By Lucy Komisar
Suzan-Lori Parks’ plays is about fantasy and fakery, the desperation and dysfunction of the underclass. The brothers Booth (Yahya Abdul-Mateen H) and Lincoln (Corey Hawkins) had parents who cheated on each other, left when the sons were 13 and 16. He had women on the side, she had her “Thursday man.” “Why do you think they left us? They were struggling.” Well, a lot of parents are struggling.
The father ironically named the kids Lincoln and Booth, as a joke or maybe to predict what could happen to them. They fell through the cracks of whatever social system existed 20 years ago when the 2002 play was produced and labeled “the present.” We don’t know if they finished school, if the system attempted to save them.
Lincoln became a successful 3-card-monte street hustler, if that is a measure of success, and got married, but he cheated on his wife, split, got a job playing a costumed white-faced Lincoln in an arcade where people would “shoot” him dead. Booth became a shoplifter. Always wanted to be 3-card-monte hustler like his brother.
We see them in Booth’s dingy one-room apartment where Lincoln is his boarder. It’s unclear why if Lincoln gets a salary, he can’t get his own place.
The whole story is about fantasy, not just the white-faced Lincoln but their fantasies about themselves and their lives and their futures. Not clear if we are supposed to feel sorry for them. Lincoln at least is honest about his condition. He doesn’t want to do the card hustle again. Director Kenny Leon makes the fantasy effectively real.
Booth is an utter fake who claims he will be great at the card scam and imagines that an old girlfriend is in love with him. Some of his acting out scenes are pretty vulgar. Includes an invented sex story about the girlfriend. His fantasies take shape: his shoplifting includes blue and brown suits he lays out ready to wear.
What will reality bring? Booth wants them to hustle cards together. Lincoln doesn’t want to get fired. It’s a story of desperation, perhaps of losers, perhaps of people who have no clue to another way out.

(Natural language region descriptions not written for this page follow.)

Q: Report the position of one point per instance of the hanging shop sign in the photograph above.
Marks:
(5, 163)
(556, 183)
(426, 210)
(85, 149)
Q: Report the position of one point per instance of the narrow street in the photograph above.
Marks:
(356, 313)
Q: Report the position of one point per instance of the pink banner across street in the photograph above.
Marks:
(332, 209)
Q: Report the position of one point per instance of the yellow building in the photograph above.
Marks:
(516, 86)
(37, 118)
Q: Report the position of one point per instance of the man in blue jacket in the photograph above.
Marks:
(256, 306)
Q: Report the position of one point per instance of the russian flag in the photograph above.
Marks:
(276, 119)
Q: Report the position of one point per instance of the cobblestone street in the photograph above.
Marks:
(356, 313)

But it’s all on one note, on one level of emotion and action. You expect something to rise and fall, to be surprised, to see change. But nothing changes and nothing surprises. And when the end comes, it is all predictable. Of course, Booth will shoot Lincoln, the predictable dénouement of a play that goes on for nearly 3 hours.
What is the point, the message? The desperation of kids born of dysfunctional families, of parents who cheat on each other, and who fell through the cracks of whatever social services should have rescued them? Should we feel sorry for them, understand them? Or brush them away as the detritus of failed families?
The actors are terrific. The script becomes soporific.